Learning to Traverse with Compromised Perception End-to-End

Jin Jin* and Chong Zhang* ,  Jonas Frey, Nikita Rudin, Matías Mattamala, Cesar Cadena, Marco Hutter

(*EQUAL contribution, contact: jinjin@ethz.ch, chozhang@ethz.ch)

To appear in ICRA 2024, finalist for Best Paper Award in Cognitive Robotics

Our navigation policy can guide the robot to the local target no matter whether perception is enabled.

Motivation

In harsh environments or corner cases of the perception module, the sensors may fail to interpret the environment correctly, as shown in (A). This may lead to invisible obstacles or pits, or perception failures.

Perception failures pose a high risk to the robot navigation. (B) When there is no perception failure, the navigational task is trivial.
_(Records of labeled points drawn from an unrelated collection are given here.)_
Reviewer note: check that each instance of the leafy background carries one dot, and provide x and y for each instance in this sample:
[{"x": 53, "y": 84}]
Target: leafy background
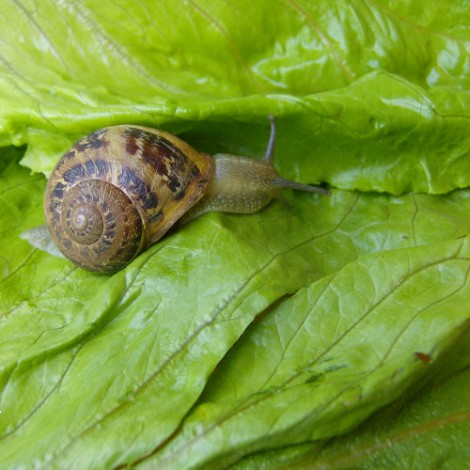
[{"x": 338, "y": 336}]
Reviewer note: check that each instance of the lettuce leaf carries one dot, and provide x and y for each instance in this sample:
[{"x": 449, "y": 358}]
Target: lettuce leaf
[{"x": 249, "y": 340}]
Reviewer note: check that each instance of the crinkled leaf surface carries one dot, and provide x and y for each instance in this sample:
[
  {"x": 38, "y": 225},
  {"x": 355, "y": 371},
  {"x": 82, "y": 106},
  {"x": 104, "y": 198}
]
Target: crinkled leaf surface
[
  {"x": 374, "y": 95},
  {"x": 196, "y": 354}
]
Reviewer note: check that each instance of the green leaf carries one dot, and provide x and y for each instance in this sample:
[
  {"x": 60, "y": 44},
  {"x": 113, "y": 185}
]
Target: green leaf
[
  {"x": 157, "y": 361},
  {"x": 426, "y": 428},
  {"x": 370, "y": 97},
  {"x": 326, "y": 359}
]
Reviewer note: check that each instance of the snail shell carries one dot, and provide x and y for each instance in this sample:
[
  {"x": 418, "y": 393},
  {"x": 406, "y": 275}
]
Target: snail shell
[{"x": 118, "y": 190}]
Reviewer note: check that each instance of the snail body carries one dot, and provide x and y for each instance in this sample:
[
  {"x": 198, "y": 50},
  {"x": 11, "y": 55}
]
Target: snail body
[{"x": 118, "y": 190}]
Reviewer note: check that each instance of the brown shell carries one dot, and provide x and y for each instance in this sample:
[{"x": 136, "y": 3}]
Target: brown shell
[{"x": 118, "y": 190}]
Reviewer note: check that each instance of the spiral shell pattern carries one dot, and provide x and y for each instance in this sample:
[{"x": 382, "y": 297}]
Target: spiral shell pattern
[{"x": 118, "y": 190}]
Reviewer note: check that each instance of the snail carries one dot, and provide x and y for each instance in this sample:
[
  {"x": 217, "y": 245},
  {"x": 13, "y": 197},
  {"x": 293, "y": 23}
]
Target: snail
[{"x": 118, "y": 190}]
However, when an obstacle becomes invisble to the robot, (C) classical planners typically get stuck as they cannot react. In this work, we provide an RL-based solution (D): the robot can learn reactive motions to reach the target, despite noisy sensor data, instantaneous impact, and complex dynamics, while scaling to different cases.

Results

Our policy can work even when the robot is fully blind to the obstacles.
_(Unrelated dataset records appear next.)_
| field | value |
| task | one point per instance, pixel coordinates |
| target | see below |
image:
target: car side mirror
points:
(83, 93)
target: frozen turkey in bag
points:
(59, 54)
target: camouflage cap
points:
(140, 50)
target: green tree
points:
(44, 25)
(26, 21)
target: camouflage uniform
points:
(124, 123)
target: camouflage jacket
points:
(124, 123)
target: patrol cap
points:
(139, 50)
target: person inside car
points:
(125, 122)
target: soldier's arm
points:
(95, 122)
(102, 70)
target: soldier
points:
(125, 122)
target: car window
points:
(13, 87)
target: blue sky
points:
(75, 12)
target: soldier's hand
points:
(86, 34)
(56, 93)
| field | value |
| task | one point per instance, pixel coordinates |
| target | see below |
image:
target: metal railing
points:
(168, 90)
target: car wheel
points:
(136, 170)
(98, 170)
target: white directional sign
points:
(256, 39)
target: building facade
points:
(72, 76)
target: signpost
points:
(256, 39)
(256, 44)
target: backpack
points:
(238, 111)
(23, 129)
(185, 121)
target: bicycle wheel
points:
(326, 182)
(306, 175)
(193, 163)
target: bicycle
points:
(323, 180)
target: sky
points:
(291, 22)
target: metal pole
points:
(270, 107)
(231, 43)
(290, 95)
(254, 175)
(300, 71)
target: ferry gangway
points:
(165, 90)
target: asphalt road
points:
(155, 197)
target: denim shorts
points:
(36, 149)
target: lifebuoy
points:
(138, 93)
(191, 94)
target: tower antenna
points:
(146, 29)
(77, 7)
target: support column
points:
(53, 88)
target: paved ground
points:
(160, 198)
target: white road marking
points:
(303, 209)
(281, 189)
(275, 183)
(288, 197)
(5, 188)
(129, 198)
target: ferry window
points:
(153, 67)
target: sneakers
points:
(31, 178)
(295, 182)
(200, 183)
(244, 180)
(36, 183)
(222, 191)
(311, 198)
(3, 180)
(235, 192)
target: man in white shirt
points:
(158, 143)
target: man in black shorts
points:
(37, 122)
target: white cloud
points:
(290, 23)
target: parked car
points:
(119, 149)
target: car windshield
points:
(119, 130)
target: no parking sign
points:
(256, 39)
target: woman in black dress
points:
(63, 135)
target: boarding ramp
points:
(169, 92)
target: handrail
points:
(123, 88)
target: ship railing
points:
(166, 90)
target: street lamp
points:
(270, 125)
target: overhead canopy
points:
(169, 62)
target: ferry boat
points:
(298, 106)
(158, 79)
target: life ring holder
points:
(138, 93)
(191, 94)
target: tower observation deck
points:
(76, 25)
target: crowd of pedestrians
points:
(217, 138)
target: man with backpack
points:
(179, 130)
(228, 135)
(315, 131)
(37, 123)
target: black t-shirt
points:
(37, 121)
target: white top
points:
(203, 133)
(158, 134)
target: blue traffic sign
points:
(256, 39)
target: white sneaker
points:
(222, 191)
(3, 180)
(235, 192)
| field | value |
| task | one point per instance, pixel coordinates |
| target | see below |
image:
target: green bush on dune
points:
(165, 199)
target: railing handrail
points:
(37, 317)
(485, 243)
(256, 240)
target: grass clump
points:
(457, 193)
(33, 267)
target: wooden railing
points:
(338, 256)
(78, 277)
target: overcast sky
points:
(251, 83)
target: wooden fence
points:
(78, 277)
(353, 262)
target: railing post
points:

A classical planner cannot react to the invisible obstacle and gets stuck.

Our policy can also function with a reliable map.

Our policy overcomes an invisible pit.

Our policy reacts to collisions on different body parts in different directions:

Base (front)

Base (side)

Thigh

Foot

Leg

Multi-contact

Such collision reactions on legged robots are non-trivial, due to noisy sensor data, instantaneous impact, complex dynamics, and variability of collisions. For example, it is difficult to use merely IMU for collision detection even on base.

A test example in simulation, showcasing that the collison detection is non-trivial even on base, not to mention on other body parts in different directions:

Method

We model perception failures as invisible obstacles and pits to the robot exteroception. Perception failures pose a high risk to the navigation module, as they can lead to the failed task if not properly handled.

We apply asymmetric actor-critic. Locomotion-level observations are also part of our high-level inputs, enabling our navigation policy to sense and react to perception failures. An LSTM layer is used to recurrently infer the environment, and it is regularized towards the critic in the latent space to implicitly reconstruct the true scene information. 

We design a terrain curriculum to facilitate learning. From easy to hard, the terrains get rougher, and the number of obstacles or pits increases. During training, a robot gets promoted to higher difficulty levels if it reaches the target position within the episode, and gets demoted otherwise.

We randomize the collision body of the base during training, so that the policy can learn to react to collisions on different body parts in different directions. For example, for "Tiny", the collisions are mostly foot collisions and thigh collisions, while for "Hugh" the base collisions dominate.